The competition will always be on a set of items to attract talented stewards of different cultural attributes in their original form. It is expected that after a good mobilization drive, different cultural groups/tribes in the region will have representatives registered to present as individuals or groups in six items below: –

  1. Traditional dance. In troupe, presenters will stage a dance taking 5-8 minutes. This item will showcase original dance. Adjudicators will identify the best, based on originality, expression of purpose, clarity of the message, authenticity of props and costumes, artistry of instruments, vocal endowments, organized presentation and other quality issues. A dance that is so forgotten and well presented will attract more marks.
  • Folk song. The competition will accept songs presented as solo or in group (4-6 minutes). The solo accompanied with traditional musical instrument such as omukuri/umuduri, enanga, endingiri, akakyenkye, engoma will attract more marks; however unaccompanied solo (vocal) will be accepted. All group songs should be accompanied and dramatic. Adjudicators will observe vocal and instrumental originality and quality of symphony; the purpose and clarity of message, variations and pitch, stage use, props and costumes will be graded and rated. Folk solo can be ebizaano by’ente/amahamba y’inka, ebyeshongoro/ebizina byokuramya/indirimbo y’ogusenga, kusingiza/gusingiza, kutabaara/gutabaza, kutonganirira, kusharuura/gusaruura, other social activities will be accepted. No solo without clear meaning should pass stage 1.
  • Rhetoric.  For the purpose of the competition, rhetoric means and includes ebyevugo/ibyivugo or emigunju/imivugo (poems). Rhetoric expressing love (like imitooma in rufumbira), victory over enemy or challenge, supplications and others will be considered.
  • Puzzles. Participants will compete in challenging puzzles in form of riddles (ebishakuzo/ibisakuzo) and structured challenging puzzles (amahurizo in rufumbira). Representatives of groups or individuals will come up to challenge each other at the stage. Candidates will be those trusted to pose or/and answer most challenging puzzles. Those who pose unfamiliar but original puzzles will earn more marks. Those whose puzzles are hard to pass will gain more marks.
  • Modeling. Participants will showcase traditional dressing in form of attire and hair style according to their own traditions. Original beauty enhancement (neck, arms, legs, markings) will attract more marks. Clarity of models as children, adolescents, singles, married men/women and elderly will be sought.

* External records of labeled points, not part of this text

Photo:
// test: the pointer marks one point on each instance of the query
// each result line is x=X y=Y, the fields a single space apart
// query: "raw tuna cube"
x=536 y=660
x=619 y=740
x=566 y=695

  • Exhibition. Participants will be requested to exhibit collections of traditional items used in warfare, worship, marriage, political set-up agriculture, household utensils and other areas. Originality, correct explanation about the purpose, the art of display, skills of communication of the exhibition narrator will attract more marks

Special consideration will always be given to participants with ability to trace back their genealogy for great grandfathers. The one with longest genealogy (subjective authentication) will be awarded.